Provider adapters
Chapter 1 built an adapter from scratch for a hypothetical non-standard API, then introduced the CompletionsAdapter for OpenAI-compatible providers. This chapter goes deeper on the CompletionsProvider pattern that most real providers use.
Two paths to an adapter
Path 1: Implement ModelAdapter/ModelSession/ModelTurn directly
└── For non-standard APIs (custom REST, gRPC, WebSocket)
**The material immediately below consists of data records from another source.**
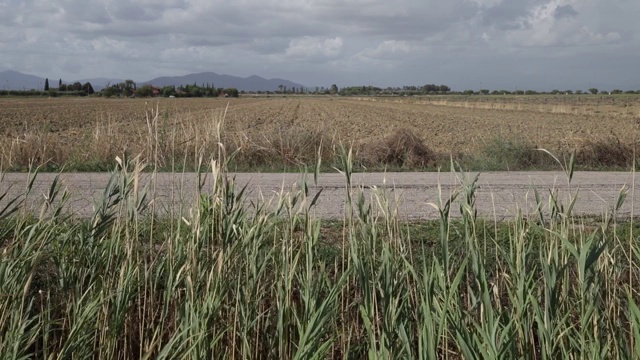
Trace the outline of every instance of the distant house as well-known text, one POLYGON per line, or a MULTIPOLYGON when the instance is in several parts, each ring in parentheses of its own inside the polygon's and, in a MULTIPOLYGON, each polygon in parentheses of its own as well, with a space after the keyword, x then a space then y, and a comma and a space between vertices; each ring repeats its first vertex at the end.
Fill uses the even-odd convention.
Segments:
POLYGON ((151 93, 154 97, 162 95, 160 88, 157 88, 153 85, 151 86, 151 93))

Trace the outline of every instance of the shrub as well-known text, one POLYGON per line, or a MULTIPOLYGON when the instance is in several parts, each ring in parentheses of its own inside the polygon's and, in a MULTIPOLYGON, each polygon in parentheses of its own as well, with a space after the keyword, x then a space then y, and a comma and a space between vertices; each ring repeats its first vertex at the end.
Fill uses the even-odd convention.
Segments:
POLYGON ((630 167, 633 164, 634 146, 624 144, 618 138, 589 140, 576 152, 581 166, 630 167))
POLYGON ((408 129, 396 130, 380 143, 365 145, 361 161, 368 165, 433 166, 436 153, 408 129))
POLYGON ((237 152, 233 165, 241 168, 313 167, 318 149, 323 163, 335 157, 334 139, 322 129, 276 129, 259 137, 230 134, 223 143, 229 152, 237 152))
POLYGON ((552 158, 527 141, 495 138, 488 142, 479 158, 470 164, 478 170, 525 170, 555 165, 552 158))

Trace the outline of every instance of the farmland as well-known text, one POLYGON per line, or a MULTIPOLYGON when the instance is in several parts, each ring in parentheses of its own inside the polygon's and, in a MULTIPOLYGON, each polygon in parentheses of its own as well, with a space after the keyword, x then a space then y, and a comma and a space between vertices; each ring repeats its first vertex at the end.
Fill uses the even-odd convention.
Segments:
POLYGON ((629 150, 637 139, 639 118, 639 98, 626 95, 5 98, 0 99, 0 164, 14 170, 29 164, 100 170, 127 153, 142 154, 160 169, 176 164, 189 168, 197 154, 217 151, 220 130, 227 149, 238 150, 240 169, 298 169, 314 162, 320 144, 327 162, 343 144, 353 146, 356 159, 370 168, 419 168, 433 166, 433 159, 406 162, 380 155, 393 147, 394 134, 414 136, 414 142, 437 154, 437 164, 438 156, 477 158, 492 147, 496 152, 497 141, 560 153, 593 144, 629 150))
POLYGON ((403 189, 354 174, 367 161, 433 166, 420 160, 538 145, 628 156, 636 98, 174 100, 1 100, 4 168, 111 172, 78 217, 65 212, 64 177, 41 186, 13 174, 29 179, 18 195, 0 186, 0 358, 640 357, 633 185, 582 217, 589 175, 569 165, 549 191, 518 192, 498 221, 478 215, 491 184, 452 172, 412 195, 437 215, 413 222, 395 205, 403 189), (404 154, 389 157, 394 146, 404 154), (318 156, 340 179, 328 186, 338 220, 318 215, 311 176, 267 198, 228 173, 318 156), (207 179, 180 173, 199 164, 207 179), (153 199, 174 187, 149 169, 175 170, 175 192, 192 201, 159 215, 153 199))

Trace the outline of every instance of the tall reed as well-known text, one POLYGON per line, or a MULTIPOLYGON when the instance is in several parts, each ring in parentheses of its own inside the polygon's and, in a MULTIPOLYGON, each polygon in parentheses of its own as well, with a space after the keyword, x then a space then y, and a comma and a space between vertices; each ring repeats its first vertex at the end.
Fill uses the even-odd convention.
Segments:
POLYGON ((626 191, 611 214, 575 216, 573 160, 570 197, 536 193, 538 211, 505 223, 477 216, 478 178, 452 166, 459 186, 425 204, 440 218, 423 234, 397 191, 353 183, 343 148, 336 233, 306 177, 248 203, 227 172, 235 153, 193 151, 208 171, 170 216, 141 186, 140 157, 118 158, 88 219, 66 215, 58 181, 35 214, 0 195, 0 358, 640 356, 640 251, 615 216, 626 191))

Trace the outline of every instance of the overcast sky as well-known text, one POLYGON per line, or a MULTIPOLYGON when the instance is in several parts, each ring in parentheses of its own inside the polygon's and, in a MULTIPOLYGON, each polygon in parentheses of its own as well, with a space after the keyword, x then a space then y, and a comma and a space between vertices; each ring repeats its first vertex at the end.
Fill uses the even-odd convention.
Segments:
POLYGON ((640 89, 639 0, 0 0, 0 70, 640 89))

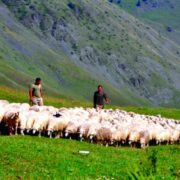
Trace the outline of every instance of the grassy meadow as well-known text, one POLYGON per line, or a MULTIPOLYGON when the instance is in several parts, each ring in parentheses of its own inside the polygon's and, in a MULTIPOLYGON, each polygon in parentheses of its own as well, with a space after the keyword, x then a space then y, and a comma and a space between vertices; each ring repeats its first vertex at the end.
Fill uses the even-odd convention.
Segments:
MULTIPOLYGON (((28 102, 28 95, 0 88, 0 99, 28 102)), ((45 97, 46 105, 92 107, 91 102, 45 97)), ((180 119, 180 110, 168 108, 116 107, 142 114, 161 114, 180 119)), ((104 147, 69 139, 34 136, 0 136, 0 179, 178 179, 180 146, 104 147), (82 155, 80 150, 90 151, 82 155)))
POLYGON ((178 179, 180 146, 132 149, 67 139, 0 137, 1 179, 178 179), (90 151, 82 155, 80 150, 90 151))

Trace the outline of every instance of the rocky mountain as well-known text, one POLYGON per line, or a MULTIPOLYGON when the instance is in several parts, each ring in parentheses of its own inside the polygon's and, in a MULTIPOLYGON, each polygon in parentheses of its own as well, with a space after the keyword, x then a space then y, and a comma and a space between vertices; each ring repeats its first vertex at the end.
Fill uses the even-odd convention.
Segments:
POLYGON ((49 94, 91 100, 102 83, 113 104, 180 106, 179 44, 116 4, 0 5, 3 85, 25 89, 25 82, 41 76, 49 94))

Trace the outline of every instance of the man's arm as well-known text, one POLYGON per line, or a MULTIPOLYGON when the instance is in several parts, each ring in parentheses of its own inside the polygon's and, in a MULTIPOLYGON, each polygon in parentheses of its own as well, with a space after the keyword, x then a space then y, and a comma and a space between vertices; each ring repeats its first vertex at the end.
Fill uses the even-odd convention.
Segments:
POLYGON ((29 102, 31 103, 32 102, 32 97, 33 97, 33 95, 32 95, 32 88, 29 88, 29 102))
POLYGON ((107 97, 107 95, 104 93, 104 99, 105 99, 105 103, 109 104, 109 98, 107 97))
POLYGON ((93 107, 96 108, 96 93, 94 93, 93 97, 93 107))
POLYGON ((40 94, 41 94, 41 97, 43 98, 43 91, 42 91, 42 89, 40 89, 40 94))
POLYGON ((106 103, 106 104, 109 104, 109 99, 108 99, 108 97, 105 99, 105 103, 106 103))

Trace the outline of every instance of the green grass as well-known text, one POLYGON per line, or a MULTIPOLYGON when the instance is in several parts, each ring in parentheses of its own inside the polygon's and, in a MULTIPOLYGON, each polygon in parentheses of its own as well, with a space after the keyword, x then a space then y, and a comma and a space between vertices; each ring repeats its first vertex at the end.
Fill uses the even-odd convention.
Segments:
MULTIPOLYGON (((28 102, 27 93, 0 88, 0 99, 28 102)), ((56 107, 92 107, 91 102, 45 98, 56 107)), ((180 110, 168 108, 116 107, 142 114, 161 114, 180 119, 180 110)), ((0 179, 178 179, 180 146, 152 146, 145 150, 104 147, 67 139, 32 136, 0 136, 0 179), (79 150, 90 151, 89 155, 79 150)))
POLYGON ((2 179, 180 177, 178 145, 141 150, 129 147, 107 148, 66 139, 1 136, 0 147, 2 179), (81 155, 79 150, 88 150, 90 154, 81 155))
POLYGON ((175 108, 122 107, 122 109, 139 114, 161 115, 166 118, 180 119, 180 109, 175 108))

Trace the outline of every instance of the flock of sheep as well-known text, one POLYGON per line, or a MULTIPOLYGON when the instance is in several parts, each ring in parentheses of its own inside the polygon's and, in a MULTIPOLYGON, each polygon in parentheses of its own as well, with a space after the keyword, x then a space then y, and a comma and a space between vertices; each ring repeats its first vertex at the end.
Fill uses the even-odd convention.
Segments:
POLYGON ((0 133, 73 138, 103 145, 179 143, 180 121, 122 110, 55 108, 0 100, 0 133))

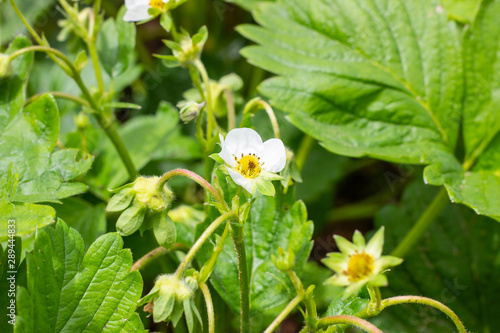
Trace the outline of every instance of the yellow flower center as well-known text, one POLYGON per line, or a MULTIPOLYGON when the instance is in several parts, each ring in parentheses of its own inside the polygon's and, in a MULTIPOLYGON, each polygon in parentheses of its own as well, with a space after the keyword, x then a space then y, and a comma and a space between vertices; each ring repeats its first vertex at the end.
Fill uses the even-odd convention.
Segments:
POLYGON ((373 257, 366 253, 358 253, 351 256, 346 272, 349 280, 356 282, 370 276, 373 272, 374 263, 373 257))
POLYGON ((260 174, 260 167, 264 163, 260 164, 260 157, 256 157, 255 154, 248 154, 243 156, 241 154, 241 158, 238 160, 236 157, 236 170, 247 178, 257 178, 260 174))
POLYGON ((151 0, 149 1, 149 5, 159 10, 163 10, 165 8, 165 3, 163 3, 162 0, 151 0))

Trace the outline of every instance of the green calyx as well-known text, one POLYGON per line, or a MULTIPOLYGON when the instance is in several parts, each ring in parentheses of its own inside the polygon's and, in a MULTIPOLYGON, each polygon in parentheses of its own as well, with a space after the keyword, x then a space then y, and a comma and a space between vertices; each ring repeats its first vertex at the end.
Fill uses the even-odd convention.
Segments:
POLYGON ((291 248, 285 251, 281 246, 278 248, 278 255, 271 255, 271 259, 276 266, 282 272, 289 271, 295 267, 295 253, 291 248))
POLYGON ((166 184, 158 186, 160 177, 139 177, 132 185, 135 201, 152 211, 166 210, 174 197, 166 184))
POLYGON ((144 311, 152 313, 153 320, 157 323, 166 321, 176 326, 182 314, 185 314, 189 332, 192 332, 193 313, 200 324, 202 320, 193 301, 195 286, 189 282, 175 275, 160 275, 151 292, 139 301, 139 305, 147 303, 144 311))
└── Full control, full responsibility
└── ~200-500 lines of translation code
Path 2: Implement CompletionsProvider (via agentkit-adapter-completions)
└── For OpenAI-compatible chat completions APIs
└── ~50-100 lines: config + hooks
└── Transcript conversion, tool serialization, streaming, error handling — all handled
Most providers speak the OpenAI chat completions format (or close variants). For these, CompletionsProvider is the right choice. It handles the ~1000 lines of translation that every completions-compatible adapter needs.
agentkit-provider-anthropic takes Path 1. Anthropic’s /v1/messages endpoint has a different shape (top-level system, no tool role, tool results as content blocks inside user messages, x-api-key auth, Anthropic-specific SSE event stream), so it implements ModelAdapter directly.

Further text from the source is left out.